That skipper Virat Kohli asked for, and was granted, paternity leave in the middle of a competitive Test series against Australia is a sign of a quiet tide in the affairs of Indian men. Only four years ago, Maneka Gandhi, then women and child development minister, had scoffed at the idea of legislating for paternity leave in the organised sector because she was convinced that Indian men would turn “it into a holiday”. The scepticism stemmed from common sense and overwhelming evidence: Indian men are notorious for not pitching in with the unglamorous and essential work that sustains homes, whether it is parenting or childcare, cooking or cleaning. The time-use survey report released last month by the National Sample Survey Office shows that Indian women spend nearly four hours more on unpaid work than men, with grim consequences for women’s participation in the workforce.
The battle against this deep-grained sexist skew in work and labour is a long haul. But the idea of an official paternity leave — if endorsed by governments and companies — takes a minimum first step in acknowledging that parenting and childcare is the shared responsibility of men and women. It’s an idea that needs to travel, as it has in recent years. Last year, for instance, Zomato rolled out 26 weeks of paid paternity leave for employees who become new fathers. Several private companies, too, offer paternity leave, without the prodding of legislation. To have a mainstream cricket star own up to it is a small cultural victory. By turning the home and the workplace into one geography, the pandemic has only underlined the extent to which the invisible, gendered labour at home shores up the strides at work. For many women, the disruption of the pandemic has turned the home into a battlefront, with competing needs of family and work. The post-COVID reality makes it even more urgent for workplaces to incentivise men to take more responsibility at home, if more women are not to drop off the work grid.
But a utilitarian calculation is not the sole reason to urge more men to step up.

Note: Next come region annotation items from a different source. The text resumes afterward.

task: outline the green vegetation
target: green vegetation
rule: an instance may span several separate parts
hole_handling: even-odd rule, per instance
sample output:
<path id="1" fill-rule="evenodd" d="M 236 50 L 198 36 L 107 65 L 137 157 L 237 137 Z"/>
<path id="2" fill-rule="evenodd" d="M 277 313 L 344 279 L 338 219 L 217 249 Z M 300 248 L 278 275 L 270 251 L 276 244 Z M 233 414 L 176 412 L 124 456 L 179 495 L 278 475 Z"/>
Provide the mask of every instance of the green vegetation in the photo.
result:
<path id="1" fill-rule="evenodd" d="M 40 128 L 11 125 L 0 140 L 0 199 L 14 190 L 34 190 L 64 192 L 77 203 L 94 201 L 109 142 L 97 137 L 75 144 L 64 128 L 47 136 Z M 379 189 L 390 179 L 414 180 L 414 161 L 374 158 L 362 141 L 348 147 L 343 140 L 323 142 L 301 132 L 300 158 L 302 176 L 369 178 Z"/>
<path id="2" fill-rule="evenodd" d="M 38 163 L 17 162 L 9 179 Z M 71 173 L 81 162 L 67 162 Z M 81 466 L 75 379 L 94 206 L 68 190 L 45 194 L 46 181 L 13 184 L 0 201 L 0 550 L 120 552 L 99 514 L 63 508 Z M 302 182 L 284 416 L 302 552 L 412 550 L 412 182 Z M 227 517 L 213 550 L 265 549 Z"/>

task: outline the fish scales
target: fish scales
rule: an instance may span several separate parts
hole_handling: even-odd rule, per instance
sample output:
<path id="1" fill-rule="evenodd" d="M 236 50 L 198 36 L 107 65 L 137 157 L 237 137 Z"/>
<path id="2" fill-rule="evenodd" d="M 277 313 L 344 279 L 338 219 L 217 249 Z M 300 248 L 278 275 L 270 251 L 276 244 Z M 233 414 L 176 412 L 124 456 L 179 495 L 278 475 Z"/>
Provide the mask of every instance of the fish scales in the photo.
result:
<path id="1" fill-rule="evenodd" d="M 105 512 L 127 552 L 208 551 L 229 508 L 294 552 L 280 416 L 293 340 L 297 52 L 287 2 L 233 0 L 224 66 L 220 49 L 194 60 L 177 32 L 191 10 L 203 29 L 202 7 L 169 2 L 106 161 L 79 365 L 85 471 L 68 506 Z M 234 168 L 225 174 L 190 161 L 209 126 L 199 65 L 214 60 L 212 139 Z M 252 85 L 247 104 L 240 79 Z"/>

For too long, the strides of equality have been measured by the number of women accommodated in structures of competitiveness and efficiency. It has not questioned the hierarchy that devalues the work of care, which despite its drudgery, is essential to the messiness and meaning of being human. It is a hierarchy that produces distant patriarchs and men afraid of the emotional life. Paternity leave that allows them time to become fathers is a win-win — for both Indian men and women.